# What should I be doing while...



## Alex Baumann (Dec 19, 2001)

I have the brush set too. It's very useful and working relatively good on the 32s.

However, I would recommend you to buy a bigger brush as well. You can work with it much faster. Use the OEM brushes on the edges of the spokes where they are attached to the wheel.

Something like these :










Trust me


----------



## Patrick (Dec 23, 2001)

The parts department manager also mentioned some type of wheel wax that BMW has been looking into to cure the "brake dust issue"; have you heard about this?

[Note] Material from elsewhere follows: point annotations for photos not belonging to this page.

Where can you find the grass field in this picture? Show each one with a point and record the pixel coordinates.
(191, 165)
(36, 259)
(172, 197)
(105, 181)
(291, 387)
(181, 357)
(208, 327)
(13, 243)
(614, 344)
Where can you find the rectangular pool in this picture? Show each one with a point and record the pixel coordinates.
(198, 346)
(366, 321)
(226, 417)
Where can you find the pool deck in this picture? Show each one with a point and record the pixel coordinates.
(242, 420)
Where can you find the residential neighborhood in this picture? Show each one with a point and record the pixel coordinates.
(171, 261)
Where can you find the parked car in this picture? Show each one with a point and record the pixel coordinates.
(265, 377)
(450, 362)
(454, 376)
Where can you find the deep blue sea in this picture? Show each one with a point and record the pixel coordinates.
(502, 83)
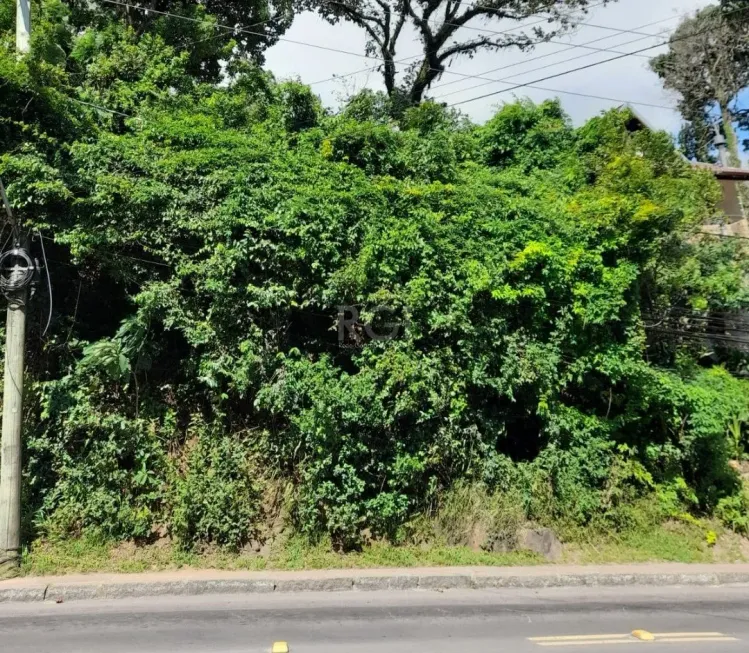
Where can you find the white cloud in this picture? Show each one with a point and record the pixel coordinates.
(627, 79)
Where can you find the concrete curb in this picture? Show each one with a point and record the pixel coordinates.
(201, 583)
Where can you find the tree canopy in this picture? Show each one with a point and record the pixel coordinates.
(438, 25)
(707, 64)
(561, 316)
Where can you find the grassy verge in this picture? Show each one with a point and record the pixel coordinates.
(81, 556)
(673, 542)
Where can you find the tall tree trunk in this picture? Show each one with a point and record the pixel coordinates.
(734, 159)
(732, 141)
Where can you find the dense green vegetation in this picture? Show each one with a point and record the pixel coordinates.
(202, 238)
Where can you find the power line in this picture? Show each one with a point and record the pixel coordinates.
(508, 31)
(242, 30)
(698, 336)
(573, 70)
(416, 56)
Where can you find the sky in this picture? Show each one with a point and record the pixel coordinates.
(625, 80)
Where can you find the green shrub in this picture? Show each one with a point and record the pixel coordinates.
(216, 491)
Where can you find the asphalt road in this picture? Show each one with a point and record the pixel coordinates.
(690, 619)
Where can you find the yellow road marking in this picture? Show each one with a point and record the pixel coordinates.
(643, 635)
(574, 637)
(636, 637)
(688, 634)
(591, 642)
(697, 639)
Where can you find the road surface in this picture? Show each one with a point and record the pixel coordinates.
(594, 620)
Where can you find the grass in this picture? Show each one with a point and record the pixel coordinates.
(672, 542)
(81, 556)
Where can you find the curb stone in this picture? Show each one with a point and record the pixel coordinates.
(360, 581)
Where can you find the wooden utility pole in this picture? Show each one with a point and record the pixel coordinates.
(10, 449)
(15, 341)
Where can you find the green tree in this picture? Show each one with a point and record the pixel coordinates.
(707, 65)
(438, 23)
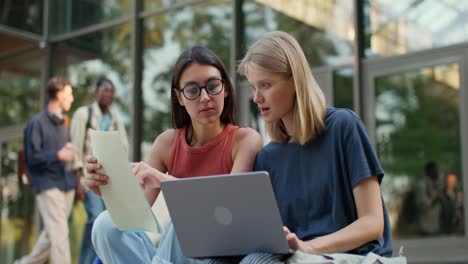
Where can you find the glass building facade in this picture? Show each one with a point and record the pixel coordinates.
(401, 65)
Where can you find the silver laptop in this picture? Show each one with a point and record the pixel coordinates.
(225, 215)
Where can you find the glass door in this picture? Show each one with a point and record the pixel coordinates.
(415, 115)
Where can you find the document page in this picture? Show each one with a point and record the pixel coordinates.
(124, 199)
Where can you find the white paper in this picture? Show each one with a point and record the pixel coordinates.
(124, 199)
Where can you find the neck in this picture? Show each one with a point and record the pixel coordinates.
(288, 122)
(202, 134)
(54, 107)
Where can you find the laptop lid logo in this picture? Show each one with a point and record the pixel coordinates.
(223, 216)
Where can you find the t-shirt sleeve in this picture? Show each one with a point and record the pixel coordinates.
(360, 157)
(259, 166)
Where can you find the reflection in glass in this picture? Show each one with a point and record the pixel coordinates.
(17, 206)
(151, 5)
(23, 15)
(418, 142)
(343, 86)
(73, 15)
(19, 88)
(398, 27)
(86, 59)
(324, 29)
(166, 36)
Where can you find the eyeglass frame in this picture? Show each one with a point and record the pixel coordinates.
(201, 87)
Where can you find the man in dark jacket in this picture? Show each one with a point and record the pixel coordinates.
(48, 156)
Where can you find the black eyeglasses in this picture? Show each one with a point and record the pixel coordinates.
(192, 91)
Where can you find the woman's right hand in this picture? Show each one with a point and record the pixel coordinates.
(93, 179)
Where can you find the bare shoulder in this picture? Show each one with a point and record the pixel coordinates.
(165, 139)
(160, 151)
(248, 137)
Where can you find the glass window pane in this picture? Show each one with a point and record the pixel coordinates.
(86, 59)
(72, 15)
(20, 88)
(151, 5)
(166, 37)
(398, 27)
(15, 45)
(343, 85)
(418, 142)
(23, 14)
(324, 29)
(17, 207)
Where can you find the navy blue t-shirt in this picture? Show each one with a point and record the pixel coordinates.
(314, 182)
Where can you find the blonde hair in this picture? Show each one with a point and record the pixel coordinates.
(280, 53)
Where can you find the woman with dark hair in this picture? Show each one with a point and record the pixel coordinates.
(205, 141)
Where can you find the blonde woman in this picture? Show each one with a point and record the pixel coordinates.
(324, 170)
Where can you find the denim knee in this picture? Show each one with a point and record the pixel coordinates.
(263, 258)
(103, 230)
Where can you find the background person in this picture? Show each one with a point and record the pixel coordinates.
(100, 115)
(47, 152)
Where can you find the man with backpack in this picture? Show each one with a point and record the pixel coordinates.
(48, 155)
(99, 115)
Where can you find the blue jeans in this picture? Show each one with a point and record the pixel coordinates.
(94, 206)
(114, 246)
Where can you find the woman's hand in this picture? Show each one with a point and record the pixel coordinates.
(147, 176)
(93, 179)
(295, 243)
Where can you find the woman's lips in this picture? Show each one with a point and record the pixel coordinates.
(264, 110)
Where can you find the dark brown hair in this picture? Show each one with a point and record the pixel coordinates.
(200, 55)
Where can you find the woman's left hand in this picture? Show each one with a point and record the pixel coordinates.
(295, 243)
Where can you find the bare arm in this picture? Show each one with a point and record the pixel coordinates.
(368, 227)
(247, 143)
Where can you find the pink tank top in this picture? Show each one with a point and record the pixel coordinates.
(212, 158)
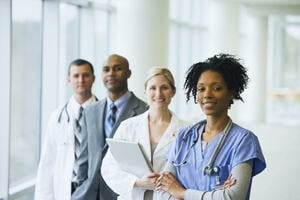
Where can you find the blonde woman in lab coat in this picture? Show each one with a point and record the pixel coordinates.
(155, 129)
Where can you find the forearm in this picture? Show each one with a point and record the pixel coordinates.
(242, 174)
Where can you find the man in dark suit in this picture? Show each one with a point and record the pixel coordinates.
(101, 121)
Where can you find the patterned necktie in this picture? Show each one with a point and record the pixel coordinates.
(111, 118)
(80, 147)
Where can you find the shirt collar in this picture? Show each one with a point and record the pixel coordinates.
(74, 105)
(120, 101)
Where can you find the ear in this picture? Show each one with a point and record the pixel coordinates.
(174, 92)
(129, 73)
(68, 79)
(232, 96)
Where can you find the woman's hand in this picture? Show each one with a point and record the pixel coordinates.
(169, 183)
(147, 181)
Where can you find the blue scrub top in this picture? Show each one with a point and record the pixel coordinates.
(240, 146)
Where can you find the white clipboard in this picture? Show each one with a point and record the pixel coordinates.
(130, 156)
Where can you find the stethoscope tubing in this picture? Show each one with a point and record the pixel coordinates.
(209, 169)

Does the fact that I am getting *Brilliant Line * wheels make them any more or less difficult to keep clean? :dunno:

However, I don't really care. I enjoy those solemn moments spent twice a week cleaning my BMW!


----------



## Alex Baumann (Dec 19, 2001)

Patrick 520iAT said:


> *The parts department manager also mentioned some type of wheel wax that BMW has been looking into to cure the "brake dust issue"; have you heard about this?
> 
> Does the fact that I am getting Brilliant Line  wheels make them any more or less difficult to keep clean? :dunno:
> 
> However, I don't really care. I enjoy those solemn moments spent twice a week cleaning my BMW!  *


No, I haven't heard of any wheel wax or similar. I am using P21S wheel protector on the wheels, comes in a spray can. After cleaning the wheels, you spray it and sweep it with a clean cloth. It's working like a quick detailer spray. But won't help to fight the notorious BMW brake dust 

Brilliant line won't make them any less or more difficult to keep clean. Brilliant line refers to the paint. They are looking more like 'chrome' (but they are NOT) compared to the standard 32s.


----------



## Dr. Phil (Dec 19, 2001)

Alex Baumann said:


> *I have the brush set too. It's very useful and working relatively good on the 32s.
> 
> However, I would recommend you to buy a bigger brush as well. You can work with it much faster. Use the OEM brushes on the edges of the spokes where they are attached to the wheel.
> 
> ...


I like that idea, must buy some


----------